After three successful videos, this collaborative effort has recently come to an end, as Grant has decided to scale his channel back to a solo project. You can read about his reasons for this step on his Patreon. I wish him the best of luck for the future of the channel (which has just recently crossed 1M subscribers!). Its quality in both form and content has raised the bar for online educational content of any field.
What does the future hold for me now?
Over the past few years, it has become increasingly clear that video's role as a powerful new medium for education is firmly established, and is in the midst of replacing the traditional textbook as students' learning resource of choice. Looking at most textbooks, I say: good riddance. Well-made videos are so much more effective at conveying certain sorts of content than the written word. Even though of course, they can never replace the genuine human connection with a caring teacher, educational videos are here to stay.
But in recent months, and already when I had just started producing 3Blue1Brown videos, I've become increasingly conscious of the medium's limitations.

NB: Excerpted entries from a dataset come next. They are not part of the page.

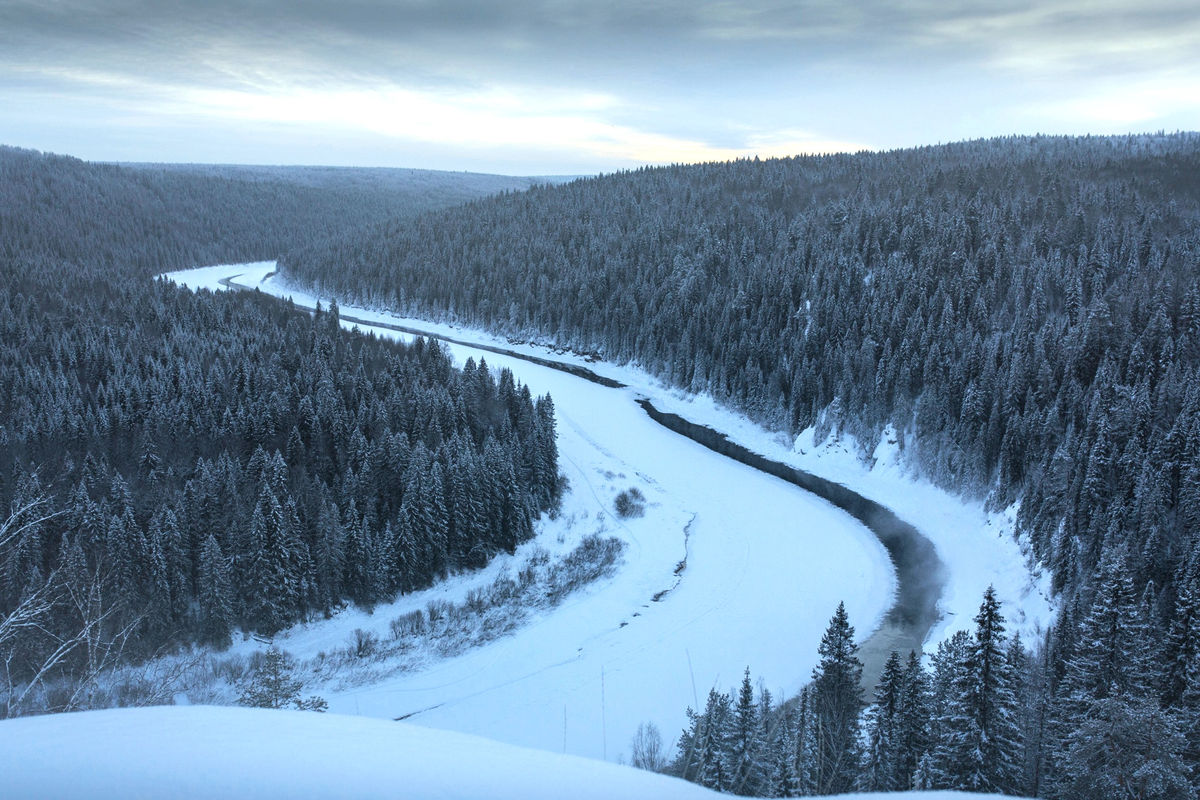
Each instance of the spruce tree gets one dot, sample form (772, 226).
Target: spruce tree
(837, 701)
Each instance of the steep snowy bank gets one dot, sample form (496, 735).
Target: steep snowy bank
(195, 753)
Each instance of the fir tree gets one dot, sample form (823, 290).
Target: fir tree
(837, 699)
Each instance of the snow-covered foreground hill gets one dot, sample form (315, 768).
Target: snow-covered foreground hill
(196, 753)
(763, 566)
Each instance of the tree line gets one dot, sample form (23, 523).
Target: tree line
(988, 715)
(177, 465)
(1025, 311)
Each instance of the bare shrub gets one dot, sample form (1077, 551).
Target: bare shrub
(411, 624)
(364, 643)
(630, 503)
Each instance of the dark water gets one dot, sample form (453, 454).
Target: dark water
(921, 575)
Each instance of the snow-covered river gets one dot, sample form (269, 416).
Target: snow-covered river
(766, 566)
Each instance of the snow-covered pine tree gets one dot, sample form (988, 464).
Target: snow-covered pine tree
(747, 741)
(883, 731)
(837, 701)
(215, 602)
(912, 739)
(714, 749)
(982, 739)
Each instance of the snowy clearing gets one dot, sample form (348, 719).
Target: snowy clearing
(197, 752)
(766, 565)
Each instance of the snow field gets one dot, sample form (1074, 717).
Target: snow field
(201, 753)
(766, 565)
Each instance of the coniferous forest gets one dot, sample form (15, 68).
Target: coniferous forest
(177, 465)
(1026, 311)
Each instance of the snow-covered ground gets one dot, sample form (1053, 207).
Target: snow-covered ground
(766, 565)
(195, 753)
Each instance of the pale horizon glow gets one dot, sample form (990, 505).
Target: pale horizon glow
(561, 86)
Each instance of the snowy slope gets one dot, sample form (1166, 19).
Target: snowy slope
(766, 566)
(196, 753)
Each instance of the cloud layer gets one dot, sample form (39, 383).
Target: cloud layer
(558, 85)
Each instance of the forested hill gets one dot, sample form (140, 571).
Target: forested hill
(177, 465)
(155, 217)
(1027, 310)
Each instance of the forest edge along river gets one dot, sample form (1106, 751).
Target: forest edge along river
(921, 573)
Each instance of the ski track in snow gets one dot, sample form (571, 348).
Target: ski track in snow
(766, 565)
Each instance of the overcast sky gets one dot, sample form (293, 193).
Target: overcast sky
(561, 86)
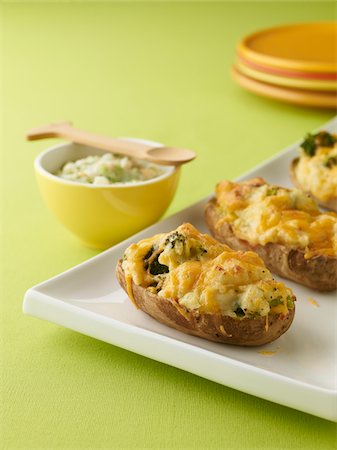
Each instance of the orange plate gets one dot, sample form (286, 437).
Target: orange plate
(299, 83)
(295, 96)
(332, 76)
(308, 47)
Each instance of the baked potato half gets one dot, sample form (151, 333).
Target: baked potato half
(284, 227)
(190, 282)
(315, 170)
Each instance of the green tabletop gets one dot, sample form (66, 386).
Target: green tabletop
(159, 71)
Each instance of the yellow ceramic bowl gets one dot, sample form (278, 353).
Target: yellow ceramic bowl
(101, 215)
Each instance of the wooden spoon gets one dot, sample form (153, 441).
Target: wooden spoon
(167, 156)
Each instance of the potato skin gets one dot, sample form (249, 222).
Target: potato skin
(319, 272)
(329, 204)
(214, 327)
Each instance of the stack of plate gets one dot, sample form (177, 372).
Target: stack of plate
(293, 63)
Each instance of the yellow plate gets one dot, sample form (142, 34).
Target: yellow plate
(308, 46)
(319, 85)
(287, 95)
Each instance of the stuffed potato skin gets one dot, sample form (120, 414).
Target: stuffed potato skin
(319, 272)
(193, 283)
(213, 327)
(315, 170)
(330, 204)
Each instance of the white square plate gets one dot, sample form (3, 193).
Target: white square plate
(298, 370)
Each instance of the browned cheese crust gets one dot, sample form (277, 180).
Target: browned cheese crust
(214, 327)
(329, 204)
(319, 272)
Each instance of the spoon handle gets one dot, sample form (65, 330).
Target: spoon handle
(67, 131)
(160, 155)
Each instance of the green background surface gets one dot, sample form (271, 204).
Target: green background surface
(153, 70)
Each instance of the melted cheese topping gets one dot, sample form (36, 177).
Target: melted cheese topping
(315, 175)
(260, 213)
(201, 274)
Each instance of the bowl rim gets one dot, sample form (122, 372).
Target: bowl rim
(168, 170)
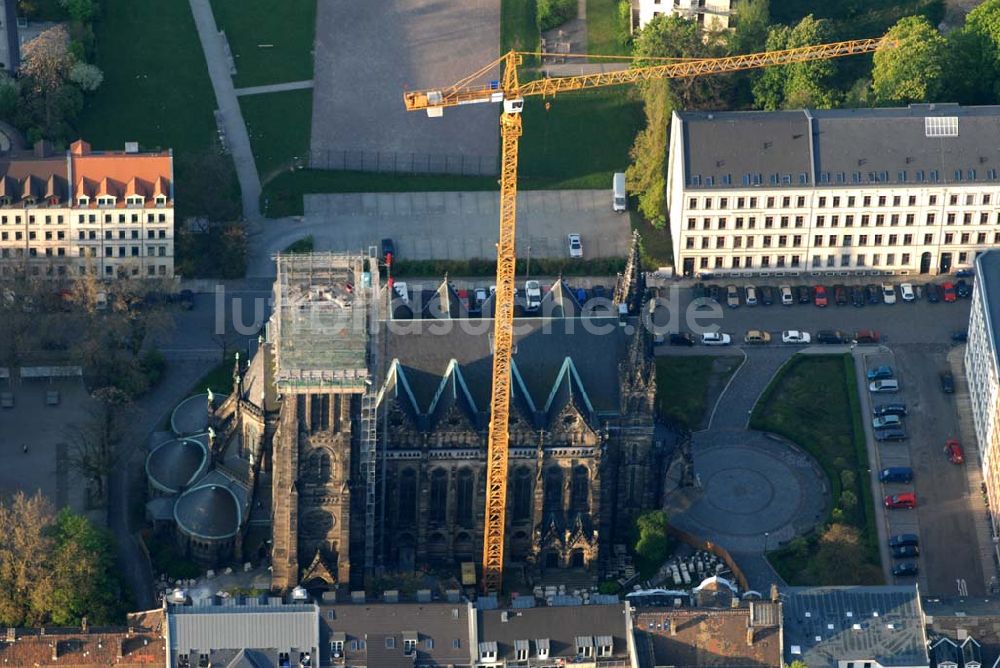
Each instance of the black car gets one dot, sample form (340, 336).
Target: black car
(858, 296)
(947, 382)
(681, 339)
(830, 336)
(899, 540)
(388, 250)
(890, 434)
(905, 552)
(889, 409)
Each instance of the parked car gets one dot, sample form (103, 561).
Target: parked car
(901, 474)
(888, 293)
(681, 339)
(716, 339)
(890, 434)
(954, 451)
(575, 246)
(884, 386)
(899, 540)
(830, 336)
(820, 296)
(884, 371)
(889, 409)
(885, 421)
(756, 336)
(865, 336)
(907, 500)
(858, 296)
(533, 294)
(732, 296)
(795, 336)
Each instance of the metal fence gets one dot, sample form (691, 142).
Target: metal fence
(404, 163)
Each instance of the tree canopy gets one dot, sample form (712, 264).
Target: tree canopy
(914, 70)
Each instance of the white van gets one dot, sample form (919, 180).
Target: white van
(620, 201)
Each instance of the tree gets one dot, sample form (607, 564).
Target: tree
(914, 70)
(807, 84)
(87, 77)
(652, 545)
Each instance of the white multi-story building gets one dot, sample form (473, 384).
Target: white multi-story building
(106, 214)
(710, 14)
(982, 368)
(852, 191)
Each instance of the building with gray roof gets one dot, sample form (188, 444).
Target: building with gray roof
(759, 192)
(263, 633)
(982, 366)
(830, 627)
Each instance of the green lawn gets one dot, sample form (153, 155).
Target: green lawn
(270, 42)
(581, 140)
(161, 97)
(813, 402)
(603, 34)
(279, 125)
(682, 385)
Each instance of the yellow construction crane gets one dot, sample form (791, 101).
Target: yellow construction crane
(478, 87)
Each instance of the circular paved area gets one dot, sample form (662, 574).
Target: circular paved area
(751, 484)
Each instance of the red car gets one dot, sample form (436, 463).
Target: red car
(907, 500)
(954, 450)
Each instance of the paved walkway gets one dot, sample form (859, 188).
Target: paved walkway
(229, 107)
(274, 88)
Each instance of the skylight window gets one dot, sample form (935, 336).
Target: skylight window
(941, 126)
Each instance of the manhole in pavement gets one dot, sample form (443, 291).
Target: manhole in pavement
(739, 491)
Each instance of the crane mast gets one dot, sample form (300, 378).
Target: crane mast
(511, 93)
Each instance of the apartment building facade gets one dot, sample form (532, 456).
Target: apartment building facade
(104, 214)
(982, 367)
(859, 191)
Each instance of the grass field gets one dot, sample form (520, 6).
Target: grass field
(603, 35)
(813, 402)
(161, 97)
(682, 385)
(581, 140)
(279, 126)
(270, 42)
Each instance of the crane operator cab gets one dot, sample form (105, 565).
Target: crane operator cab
(514, 106)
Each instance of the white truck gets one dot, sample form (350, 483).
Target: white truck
(620, 201)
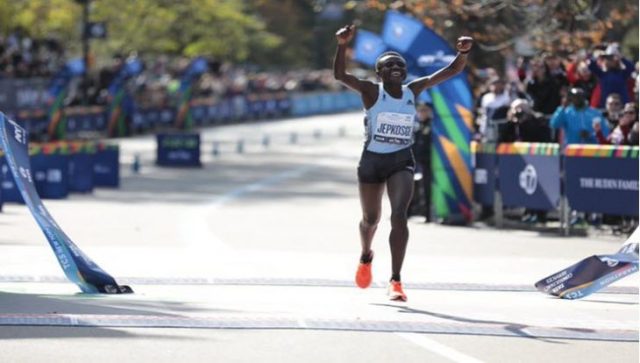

Explanatory videos climb only two of the three rungs on (what I like to call) the Ladder of Engaging Content:
- Make it visual.
- Make it dynamic.
- Make it interactive.
Don't you kind of want to touch the mathematical objects in 3Blue1Brown's videos, reach into the screen? Play with them yourself, create your own? Then you are yearning for what Michael Nielsen calls an explorable medium for mathematics.
The idea is not new, in fact, parts of it can be traced back to the dawn of graphical user interfaces themselves. My own interest is fueled mainly by the mixture of delight and frustration that both GeoGebra and Desmos – in different ways – instill in me. Both apps illustrate a trade-off that appears to exist between power and usability.
As GeoGebra became more powerful over the years, its ease-of-use has greatly suffered. Many of my students had felt overwhelmed by the visual complexity of the early-2000s interface. (Truth be told, GeoGebra's latest versions have started to declutter the UI.)
Desmos, on the other hand, was designed from Day One for users of the mobile age. No menus, no tooltips, no tiny icons. Just touch your function! To keep that feeling of immediacy, the Desmos team treads very lightly when adding features. The price for this is that Desmos remains a graphical calculator – no less, but also no more. And still, it gives many of its users so much delight that their creative spark pushes against its boundaries!
The trade-off between power and usability seems to be unsurmountable. And yet, in recent years, a number of voices have started to question that premise. Ken Perlin's ChalkTalk and Michael Nielsen's Magic Paper are prototypes pointing in the right direction, as is this talk by ever far-out Bret Victor. Is the trade-off really a law of nature, or merely a self-fulfilling prophecy? Apps such as GeoGebra and Desmos have, each in their times, redefined what people believed possible in math-ed software. Who says we can't make that happen again?